Alerte : Marcel Côté est mort. C’est par ce petit message
électronique, noyé parmi tant d’autres (les bélugas à Cacouna, le pape
en Israël, l’onde de choc en Europe…), que j’ai appris la mauvaise
nouvelle. La phrase m’est tombée dessus comme la grêle en juin.
Pourtant, ce ne sont pas les mauvaises nouvelles qui manquent. Je lisais
justement sur le dernier tueur en série, le jeune Californien qui a
décidé de venger sa solitude à coups de machette et de semi-automatique.
Combien de fois par jour se fait-on taper sur l’épaule par un geste, un
événement, une tragédie qui quémandent notre attention ? On clique et
on passe à autre chose ; il y a tant à assimiler dans une journée. Mais
pas cette fois-ci.
Il y a bien sûr la qualité de l’homme, un vrai gentleman, a-t-on
répété, une dynamo, un bâtisseur, un amoureux des arts, un homme d’idées
et de conviction. Surtout, il n’était pas nécessaire de partager les
idées de Marcel Côté, chose quand même rare, pour l’aimer. Il suscitait
l’adhésion par cette espèce de bonne humeur espiègle qui le
caractérisait, mais aussi par son franc-parler et son courage, dont
celui de se présenter aux dernières élections municipales, qualités
qu’on ne retrouve pas toujours chez les hommes d’affaires de sa stature. « Il avait l’ambition du provocateur, dit un ancien collègue de Secor, André Coupet, mais sans jamais se prendre pour un autre. »
Pour ma part, je ne l’ai croisé qu’une seule fois, lors de l’entrevue
qu’il m’a accordée pour un documentaire sur la p.-d.g. de Cinar,
Micheline Charest. En tant qu’ex-membre du conseil d’administration de
la boîte malfamée, Marcel Côté aurait bien pu, lui aussi, se défiler.
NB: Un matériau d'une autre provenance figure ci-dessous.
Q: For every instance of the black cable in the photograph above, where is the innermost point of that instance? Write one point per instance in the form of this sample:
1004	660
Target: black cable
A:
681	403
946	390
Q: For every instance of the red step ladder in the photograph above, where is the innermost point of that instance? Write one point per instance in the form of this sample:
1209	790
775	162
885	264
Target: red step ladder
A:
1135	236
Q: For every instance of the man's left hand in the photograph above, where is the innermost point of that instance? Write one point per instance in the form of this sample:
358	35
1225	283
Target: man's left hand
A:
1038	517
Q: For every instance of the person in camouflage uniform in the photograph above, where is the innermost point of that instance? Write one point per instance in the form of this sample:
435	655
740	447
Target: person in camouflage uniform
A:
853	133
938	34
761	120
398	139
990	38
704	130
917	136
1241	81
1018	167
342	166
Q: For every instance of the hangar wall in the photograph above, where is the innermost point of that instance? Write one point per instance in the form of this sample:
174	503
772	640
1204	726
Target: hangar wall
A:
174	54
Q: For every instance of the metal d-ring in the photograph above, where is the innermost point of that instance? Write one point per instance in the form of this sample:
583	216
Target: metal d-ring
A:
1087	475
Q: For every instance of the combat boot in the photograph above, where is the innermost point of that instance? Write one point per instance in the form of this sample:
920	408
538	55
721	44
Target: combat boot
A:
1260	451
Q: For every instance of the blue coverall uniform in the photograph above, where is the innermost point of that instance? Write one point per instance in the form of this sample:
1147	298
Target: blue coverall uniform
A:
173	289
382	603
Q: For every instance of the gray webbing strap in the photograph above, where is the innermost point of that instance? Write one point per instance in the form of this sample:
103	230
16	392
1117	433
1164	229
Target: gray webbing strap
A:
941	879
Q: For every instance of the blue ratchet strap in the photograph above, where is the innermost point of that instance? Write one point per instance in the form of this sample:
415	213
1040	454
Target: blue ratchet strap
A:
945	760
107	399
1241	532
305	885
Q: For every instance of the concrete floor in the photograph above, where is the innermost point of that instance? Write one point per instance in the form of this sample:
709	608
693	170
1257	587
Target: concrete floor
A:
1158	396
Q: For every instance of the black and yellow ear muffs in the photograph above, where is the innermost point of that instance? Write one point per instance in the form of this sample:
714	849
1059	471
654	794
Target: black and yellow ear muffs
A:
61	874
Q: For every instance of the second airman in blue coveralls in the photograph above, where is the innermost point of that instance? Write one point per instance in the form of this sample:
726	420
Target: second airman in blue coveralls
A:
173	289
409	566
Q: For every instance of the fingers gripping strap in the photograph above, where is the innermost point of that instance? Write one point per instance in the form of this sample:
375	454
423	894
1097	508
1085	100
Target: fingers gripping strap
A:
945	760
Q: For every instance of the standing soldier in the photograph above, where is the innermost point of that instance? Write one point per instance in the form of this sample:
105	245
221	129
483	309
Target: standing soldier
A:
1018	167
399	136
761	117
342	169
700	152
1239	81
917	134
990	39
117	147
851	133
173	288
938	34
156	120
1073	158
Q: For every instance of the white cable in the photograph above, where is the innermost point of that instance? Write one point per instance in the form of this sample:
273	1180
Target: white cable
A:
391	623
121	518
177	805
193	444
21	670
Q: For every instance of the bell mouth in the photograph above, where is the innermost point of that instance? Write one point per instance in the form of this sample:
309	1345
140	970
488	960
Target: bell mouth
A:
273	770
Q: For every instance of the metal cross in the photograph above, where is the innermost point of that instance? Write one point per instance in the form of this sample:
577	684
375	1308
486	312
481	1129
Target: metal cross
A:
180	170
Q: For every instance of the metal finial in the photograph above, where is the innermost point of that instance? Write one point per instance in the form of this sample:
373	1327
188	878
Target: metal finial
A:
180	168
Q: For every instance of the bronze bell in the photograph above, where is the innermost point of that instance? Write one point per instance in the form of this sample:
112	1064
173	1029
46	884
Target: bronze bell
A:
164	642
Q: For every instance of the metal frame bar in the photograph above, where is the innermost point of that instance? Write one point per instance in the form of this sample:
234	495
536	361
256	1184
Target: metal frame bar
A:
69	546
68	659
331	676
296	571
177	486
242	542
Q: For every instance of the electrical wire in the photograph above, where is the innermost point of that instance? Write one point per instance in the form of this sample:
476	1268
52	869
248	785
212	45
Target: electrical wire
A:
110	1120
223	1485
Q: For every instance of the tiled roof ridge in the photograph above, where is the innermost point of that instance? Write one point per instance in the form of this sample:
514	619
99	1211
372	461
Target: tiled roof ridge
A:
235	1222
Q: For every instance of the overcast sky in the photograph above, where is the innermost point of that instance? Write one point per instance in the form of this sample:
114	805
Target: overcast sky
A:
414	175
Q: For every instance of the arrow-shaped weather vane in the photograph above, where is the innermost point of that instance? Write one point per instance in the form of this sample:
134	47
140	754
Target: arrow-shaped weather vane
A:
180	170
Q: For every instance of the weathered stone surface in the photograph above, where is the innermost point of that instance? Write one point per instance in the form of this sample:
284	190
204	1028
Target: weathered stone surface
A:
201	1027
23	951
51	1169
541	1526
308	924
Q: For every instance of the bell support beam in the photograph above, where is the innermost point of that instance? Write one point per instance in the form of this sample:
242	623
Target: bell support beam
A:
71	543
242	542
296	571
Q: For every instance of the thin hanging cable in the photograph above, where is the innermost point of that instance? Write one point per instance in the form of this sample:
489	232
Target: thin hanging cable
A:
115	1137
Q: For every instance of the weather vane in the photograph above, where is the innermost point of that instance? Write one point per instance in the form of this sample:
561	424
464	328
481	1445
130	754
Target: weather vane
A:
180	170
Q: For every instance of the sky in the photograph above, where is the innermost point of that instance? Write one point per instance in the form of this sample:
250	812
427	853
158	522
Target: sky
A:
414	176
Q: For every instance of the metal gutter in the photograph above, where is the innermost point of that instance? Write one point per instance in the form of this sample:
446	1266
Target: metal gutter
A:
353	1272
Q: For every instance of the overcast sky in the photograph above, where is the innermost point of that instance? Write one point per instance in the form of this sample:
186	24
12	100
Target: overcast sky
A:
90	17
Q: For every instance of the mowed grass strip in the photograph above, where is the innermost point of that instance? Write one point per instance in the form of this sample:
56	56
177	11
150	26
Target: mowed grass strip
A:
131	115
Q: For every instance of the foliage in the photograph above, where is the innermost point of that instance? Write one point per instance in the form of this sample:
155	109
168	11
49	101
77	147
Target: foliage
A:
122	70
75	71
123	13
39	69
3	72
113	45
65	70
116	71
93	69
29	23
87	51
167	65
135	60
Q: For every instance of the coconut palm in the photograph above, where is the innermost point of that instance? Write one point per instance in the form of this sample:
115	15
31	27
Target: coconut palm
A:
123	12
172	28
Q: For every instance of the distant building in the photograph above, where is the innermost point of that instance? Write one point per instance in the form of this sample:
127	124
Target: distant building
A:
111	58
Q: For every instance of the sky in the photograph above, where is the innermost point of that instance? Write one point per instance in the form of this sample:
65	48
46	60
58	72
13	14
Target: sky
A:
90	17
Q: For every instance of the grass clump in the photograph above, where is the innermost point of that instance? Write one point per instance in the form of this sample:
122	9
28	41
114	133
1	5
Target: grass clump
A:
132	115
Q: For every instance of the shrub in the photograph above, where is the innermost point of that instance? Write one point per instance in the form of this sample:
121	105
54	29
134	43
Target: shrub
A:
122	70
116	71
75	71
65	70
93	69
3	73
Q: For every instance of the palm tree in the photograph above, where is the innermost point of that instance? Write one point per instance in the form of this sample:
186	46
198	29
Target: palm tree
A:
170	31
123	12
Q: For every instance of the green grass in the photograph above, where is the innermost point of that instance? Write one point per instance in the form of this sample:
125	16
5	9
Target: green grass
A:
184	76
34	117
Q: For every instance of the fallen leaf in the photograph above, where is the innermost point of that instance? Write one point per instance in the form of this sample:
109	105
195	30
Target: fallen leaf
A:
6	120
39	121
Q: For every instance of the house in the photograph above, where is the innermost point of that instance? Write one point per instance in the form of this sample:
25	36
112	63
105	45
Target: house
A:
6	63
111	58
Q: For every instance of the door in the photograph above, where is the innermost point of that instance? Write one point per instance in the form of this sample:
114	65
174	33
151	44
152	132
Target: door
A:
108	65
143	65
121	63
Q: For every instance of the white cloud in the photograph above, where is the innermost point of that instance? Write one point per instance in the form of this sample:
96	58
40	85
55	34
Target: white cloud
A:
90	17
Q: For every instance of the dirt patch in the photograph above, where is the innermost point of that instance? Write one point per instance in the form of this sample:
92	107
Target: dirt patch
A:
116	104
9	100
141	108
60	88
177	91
Personne ne voulait s’associer à celle qui avait participé à détourner,
pas seulement l’oeuvre de Claude Robinson, mais des centaines de
milliers de dollars. Mais, au contraire, l’homme qui avait un doigt dans
le Tout-Montréal avait de fortes opinions sur le système qui
encourageait ce type de banditisme à cravate, et tenait à le dire.
Marcel Côté était un visionnaire, un passionné, un bourreau de
travail, un ambitieux capable de comprendre aussi bien ce qui se passe
outre-Atlantique que ce qui se passe ici, capable aussi d’admettre ses
erreurs. On n’a pas les moyens de perdre des hommes de cette trempe.
Cela explique un peu ma réaction interloquée face à son décès. Mais sa
mort subite, inopinée, y est aussi pour quelque chose. Même s’il est
certainement enviable de mourir debout — à bicyclette encore mieux —, il
y a quelque chose de parfaitement désarçonnant dans cette disparition
soudaine. Comment peut-on être si vivant, un instant, et si mort,
l’instant d’après ?
J’en parle parce que c’est quelque chose dont on parle peu,
finalement. Personne ne nous prépare à cet anéantissement permanent qui
nous pend au bout du nez, ni à la mort qui nous attend personnellement,
ni à celles qui vont parsemer nos vies au fur et à mesure qu’on
vieillit. Il y a des préparations à tout sur cette terre — à
l’accouchement, au mariage, au divorce, à la retraite et même au voyage
—, mais devant cette étape cruciale et incontournable qu’est la mort,
rien. La disparition de la foi religieuse a certainement laissé un vide à
cet égard et tout ce que nous avons trouvé pour la remplacer est une
espèce de stoïcisme de bon aloi. Nous sommes comme des villageois vivant
au bord d’un précipice que tout le monde feint d’ignorer jusqu’au jour
où, le précipice s’étant curieusement rapproché, on tombe dedans, un à
un.
Plus je vieillis, plus je trouve cette main invisible qui plane sur
nos têtes, cette tension permanente qui n’est pas nommée, mais qui est
toujours là, insupportable. Dans un monde où l’on traite la mort de
façon la plus expéditive possible, il est évident qu’on veut tous mourir
en coup de vent comme Marcel Côté. Un tour de magie et c’est fini. Pour
celui ou celle qui « s’en va », sans doute est-ce plus simple,
certainement moins douloureux. Mais pour ceux qui restent ? Pas sûr.
C’est une façon d’apprivoiser l’inapprivoisable que de voir quelqu’un
mourir, et un cadeau à faire que d’offrir sa propre disparition en
spectacle.
On veut tous mourir le mieux possible ; et en dignité si ça se peut.
Encore faut-il démystifier la mort un tant soit peu. Les Mexicains ont
bien raison de promener des squelettes dans les rues le 1er novembre,
question de regarder l’irrémédiable en pleine face.